Current faculty: Daniel Lewis

(alternative title: “What’s Past is Prologue”: An Introduction to Archives for Historians and Librarians in 2012)

Description: This course will introduce students to archival theory and practice, covering a variety of issues and principles related to professional work with archives, records, and special collections. Designed to both aid the historian undertaking archival research as well as to educate librarians about the sometimes-arcane nature of archival work, the class will introduce students to fundamental archival practices and methods, including description and arrangement, cataloging, preservation and security issues, digital records, donor relations, and issues related to privacy and confidentiality.
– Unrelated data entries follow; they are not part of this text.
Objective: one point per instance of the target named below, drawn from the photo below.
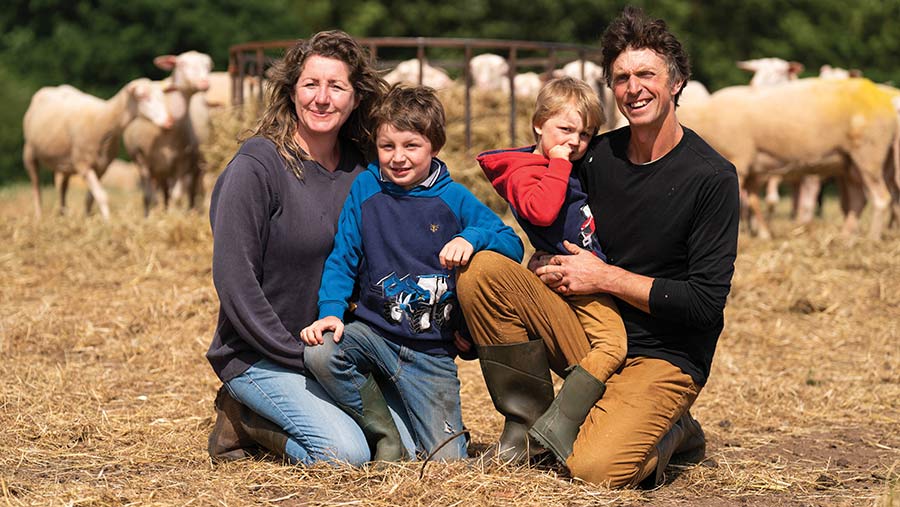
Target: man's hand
(456, 252)
(312, 334)
(578, 273)
(584, 273)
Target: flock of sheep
(161, 124)
(777, 128)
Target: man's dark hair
(633, 29)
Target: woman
(274, 213)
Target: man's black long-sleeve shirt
(676, 220)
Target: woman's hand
(461, 342)
(456, 252)
(312, 334)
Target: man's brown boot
(228, 441)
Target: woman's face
(323, 96)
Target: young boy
(549, 204)
(404, 227)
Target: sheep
(828, 72)
(167, 156)
(489, 72)
(527, 84)
(770, 71)
(693, 92)
(804, 126)
(220, 92)
(72, 132)
(408, 72)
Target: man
(666, 208)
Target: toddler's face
(566, 131)
(403, 156)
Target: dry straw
(106, 397)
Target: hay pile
(107, 398)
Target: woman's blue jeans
(318, 430)
(427, 384)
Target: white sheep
(771, 71)
(220, 92)
(804, 126)
(72, 132)
(693, 92)
(489, 72)
(165, 157)
(528, 84)
(408, 72)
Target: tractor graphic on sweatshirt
(425, 302)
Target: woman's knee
(319, 359)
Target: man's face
(640, 83)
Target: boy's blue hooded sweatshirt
(389, 239)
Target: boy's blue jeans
(318, 430)
(427, 384)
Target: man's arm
(698, 300)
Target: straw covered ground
(106, 397)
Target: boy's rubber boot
(517, 376)
(377, 424)
(228, 441)
(557, 428)
(692, 448)
(265, 433)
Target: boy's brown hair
(412, 109)
(563, 93)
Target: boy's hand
(312, 334)
(456, 252)
(560, 151)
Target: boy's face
(404, 156)
(565, 128)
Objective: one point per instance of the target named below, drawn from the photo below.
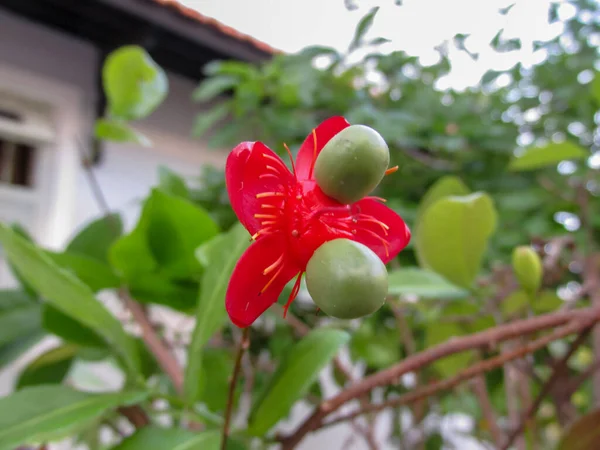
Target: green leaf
(206, 120)
(596, 87)
(49, 368)
(583, 434)
(515, 302)
(421, 282)
(19, 316)
(134, 84)
(63, 326)
(118, 131)
(171, 183)
(439, 332)
(213, 87)
(546, 301)
(362, 28)
(294, 376)
(539, 157)
(218, 367)
(96, 237)
(13, 350)
(222, 256)
(172, 439)
(68, 294)
(17, 228)
(95, 274)
(447, 186)
(164, 240)
(45, 413)
(453, 236)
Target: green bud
(352, 164)
(346, 279)
(527, 266)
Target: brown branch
(136, 415)
(482, 339)
(473, 371)
(558, 371)
(166, 360)
(244, 344)
(153, 341)
(480, 391)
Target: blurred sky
(415, 27)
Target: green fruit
(528, 269)
(346, 279)
(352, 163)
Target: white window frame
(59, 163)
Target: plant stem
(483, 339)
(559, 370)
(244, 344)
(471, 372)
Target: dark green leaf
(213, 87)
(294, 376)
(49, 368)
(583, 434)
(453, 236)
(421, 282)
(47, 413)
(211, 314)
(539, 157)
(134, 84)
(596, 87)
(362, 28)
(94, 273)
(19, 316)
(515, 302)
(164, 240)
(17, 228)
(218, 367)
(96, 237)
(118, 131)
(171, 183)
(172, 439)
(63, 326)
(206, 120)
(68, 294)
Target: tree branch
(473, 371)
(483, 339)
(480, 390)
(244, 344)
(155, 344)
(559, 370)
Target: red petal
(373, 235)
(244, 300)
(245, 165)
(306, 155)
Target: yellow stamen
(271, 280)
(269, 194)
(273, 266)
(265, 216)
(391, 170)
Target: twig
(559, 369)
(482, 339)
(480, 391)
(244, 344)
(166, 360)
(473, 371)
(136, 415)
(155, 344)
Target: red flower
(289, 217)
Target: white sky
(416, 27)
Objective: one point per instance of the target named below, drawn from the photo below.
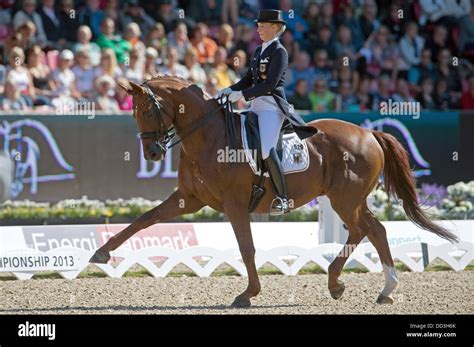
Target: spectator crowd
(344, 56)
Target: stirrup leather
(279, 206)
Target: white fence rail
(203, 261)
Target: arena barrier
(203, 247)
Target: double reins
(171, 133)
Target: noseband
(162, 136)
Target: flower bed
(454, 202)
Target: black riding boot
(280, 202)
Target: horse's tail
(399, 180)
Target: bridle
(161, 136)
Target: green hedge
(456, 204)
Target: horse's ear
(126, 87)
(136, 89)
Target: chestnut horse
(346, 162)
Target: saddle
(292, 152)
(252, 131)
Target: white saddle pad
(295, 152)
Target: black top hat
(270, 16)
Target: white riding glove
(225, 91)
(234, 96)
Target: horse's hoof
(240, 302)
(382, 299)
(100, 257)
(337, 292)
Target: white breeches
(270, 123)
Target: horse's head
(153, 120)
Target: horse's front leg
(240, 219)
(176, 205)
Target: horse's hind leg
(378, 236)
(352, 217)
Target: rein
(167, 137)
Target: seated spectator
(92, 16)
(368, 19)
(363, 95)
(5, 27)
(134, 70)
(132, 35)
(411, 45)
(467, 32)
(345, 100)
(219, 69)
(322, 99)
(157, 39)
(84, 74)
(311, 16)
(134, 13)
(19, 75)
(151, 57)
(325, 42)
(300, 99)
(41, 75)
(104, 99)
(344, 74)
(225, 38)
(296, 24)
(124, 100)
(230, 12)
(27, 34)
(425, 69)
(196, 72)
(446, 71)
(70, 23)
(383, 93)
(178, 39)
(425, 97)
(322, 68)
(112, 10)
(467, 99)
(172, 67)
(108, 65)
(239, 63)
(204, 46)
(402, 92)
(211, 87)
(12, 100)
(84, 36)
(393, 21)
(385, 55)
(64, 91)
(437, 42)
(441, 95)
(443, 12)
(28, 13)
(300, 69)
(343, 46)
(107, 39)
(167, 15)
(52, 24)
(347, 18)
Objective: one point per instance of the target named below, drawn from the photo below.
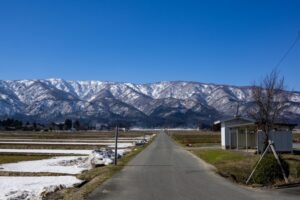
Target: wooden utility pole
(116, 144)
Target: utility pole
(116, 144)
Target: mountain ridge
(165, 103)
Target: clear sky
(142, 41)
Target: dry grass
(94, 178)
(69, 135)
(234, 165)
(48, 146)
(237, 165)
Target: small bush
(268, 170)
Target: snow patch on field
(48, 151)
(30, 188)
(122, 145)
(56, 151)
(65, 164)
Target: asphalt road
(165, 171)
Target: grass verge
(94, 178)
(237, 165)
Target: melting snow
(31, 188)
(65, 164)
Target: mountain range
(168, 104)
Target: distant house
(243, 133)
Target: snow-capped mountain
(178, 103)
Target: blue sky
(230, 42)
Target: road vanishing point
(166, 171)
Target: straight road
(164, 171)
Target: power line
(288, 51)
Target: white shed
(243, 133)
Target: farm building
(243, 133)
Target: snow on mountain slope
(54, 99)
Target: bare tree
(270, 100)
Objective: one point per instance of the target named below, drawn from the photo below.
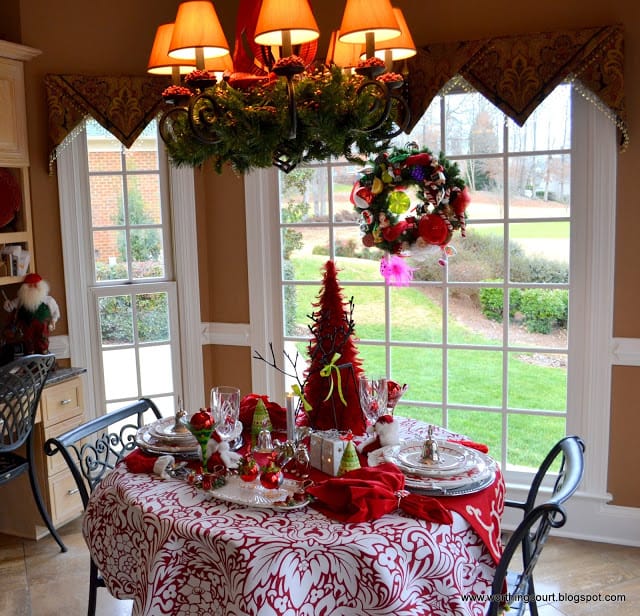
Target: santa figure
(36, 314)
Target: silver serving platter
(161, 438)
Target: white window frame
(594, 159)
(74, 197)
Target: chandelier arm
(169, 120)
(402, 116)
(293, 114)
(203, 114)
(383, 98)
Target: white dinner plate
(471, 479)
(148, 441)
(253, 494)
(454, 461)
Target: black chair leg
(94, 583)
(44, 514)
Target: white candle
(291, 404)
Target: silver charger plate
(452, 458)
(165, 429)
(468, 481)
(455, 459)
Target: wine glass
(373, 397)
(201, 425)
(225, 408)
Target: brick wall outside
(107, 194)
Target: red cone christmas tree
(331, 378)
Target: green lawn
(475, 376)
(530, 230)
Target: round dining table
(175, 549)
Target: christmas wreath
(394, 221)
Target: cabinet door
(13, 126)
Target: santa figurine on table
(36, 314)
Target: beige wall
(114, 36)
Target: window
(123, 306)
(516, 382)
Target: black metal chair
(510, 587)
(21, 383)
(92, 450)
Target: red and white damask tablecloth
(175, 549)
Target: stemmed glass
(373, 397)
(225, 408)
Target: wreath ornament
(393, 222)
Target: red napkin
(473, 445)
(140, 462)
(369, 493)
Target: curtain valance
(123, 105)
(516, 73)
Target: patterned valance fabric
(123, 105)
(516, 73)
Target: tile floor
(38, 580)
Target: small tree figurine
(330, 385)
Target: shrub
(492, 306)
(544, 309)
(290, 299)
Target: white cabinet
(16, 237)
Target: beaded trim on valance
(516, 73)
(123, 105)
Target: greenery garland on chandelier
(247, 123)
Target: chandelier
(276, 103)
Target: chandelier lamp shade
(161, 63)
(367, 21)
(344, 55)
(283, 24)
(197, 33)
(398, 48)
(273, 103)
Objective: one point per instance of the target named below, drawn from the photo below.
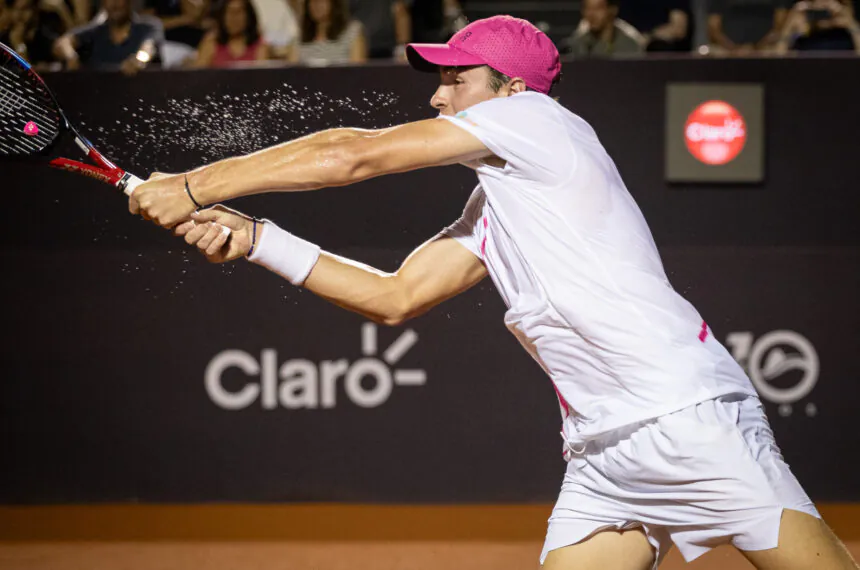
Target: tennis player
(666, 440)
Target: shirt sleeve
(464, 229)
(526, 131)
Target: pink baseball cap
(510, 45)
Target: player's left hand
(162, 199)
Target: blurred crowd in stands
(131, 35)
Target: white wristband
(280, 251)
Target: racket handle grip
(128, 183)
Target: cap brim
(430, 57)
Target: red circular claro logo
(715, 133)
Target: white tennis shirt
(574, 260)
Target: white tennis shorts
(706, 475)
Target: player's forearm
(358, 288)
(316, 161)
(346, 283)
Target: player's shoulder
(526, 110)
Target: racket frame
(106, 171)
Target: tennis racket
(33, 124)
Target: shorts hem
(579, 537)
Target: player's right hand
(205, 230)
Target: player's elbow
(357, 159)
(398, 308)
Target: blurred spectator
(602, 34)
(236, 37)
(183, 20)
(278, 24)
(28, 34)
(329, 35)
(123, 40)
(434, 21)
(387, 24)
(744, 26)
(184, 27)
(664, 24)
(821, 25)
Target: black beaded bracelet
(188, 191)
(253, 239)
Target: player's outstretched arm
(330, 158)
(436, 271)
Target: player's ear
(517, 85)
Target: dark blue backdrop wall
(133, 370)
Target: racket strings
(29, 120)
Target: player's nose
(438, 101)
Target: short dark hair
(498, 80)
(339, 21)
(252, 34)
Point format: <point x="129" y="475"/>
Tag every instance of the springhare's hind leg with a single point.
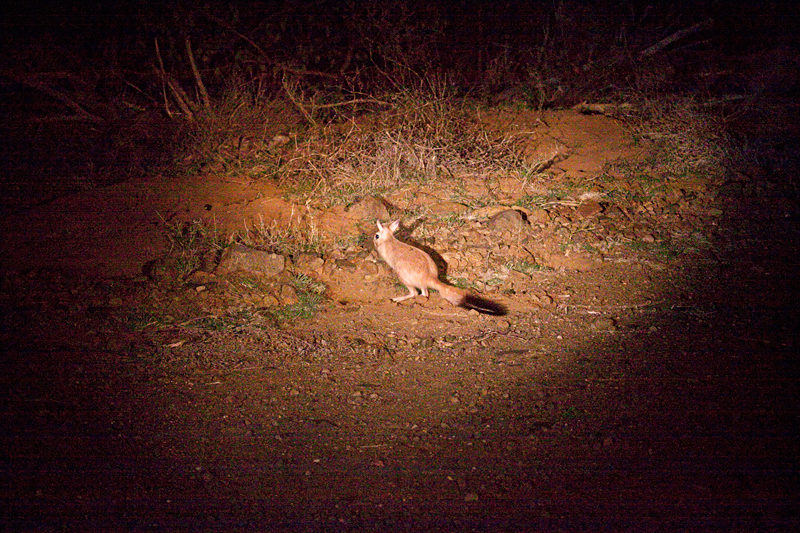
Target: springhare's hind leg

We will also cover, in considerable detail, strategies to resolve a major issue in archival work: how to manage what is, in some institutions, an enormous backlog of unprocessed material. In an era of smaller staffs and the relatively large size of modern collections, managing the sheer volume of an institution’s holdings and preparing them for research use can be a daunting task. We will examine a strategy known as MPLP (“More Progress, Less Process”) put forth by Mark Greene and Dennis Meissner, to manage backlog, which will serve as a springboard from which to understand and approach “backlog-busting” strategies. This topic has a direct bearing on both the work of scholars (who often need access to materials not yet processed) and libraries (who are impacted by budgetary, space and logistical issues related to unprocessed backlog).

We will also do some study of auctions and the role of auctions for collection development work. Participants will visit select archives in the Los Angeles area, including the Huntington Library and UCLA Special Collections, and will hear from leading archivists and curators who work with documentary heritage materials.

Reading List: We will use four texts: Gregory S. Hunter’s Developing and Maintaining Practical Archives, Frank Boles’ Selecting and Appraising Archives and Manuscripts, the Society of American Archivists’ Describing Archives: A Content Standard (DACS), and Richard Pearce-Moses’ A Glossary of Archival and Records Terminology. We will also read a number of journal articles.

Requirements: No previous experience necessary.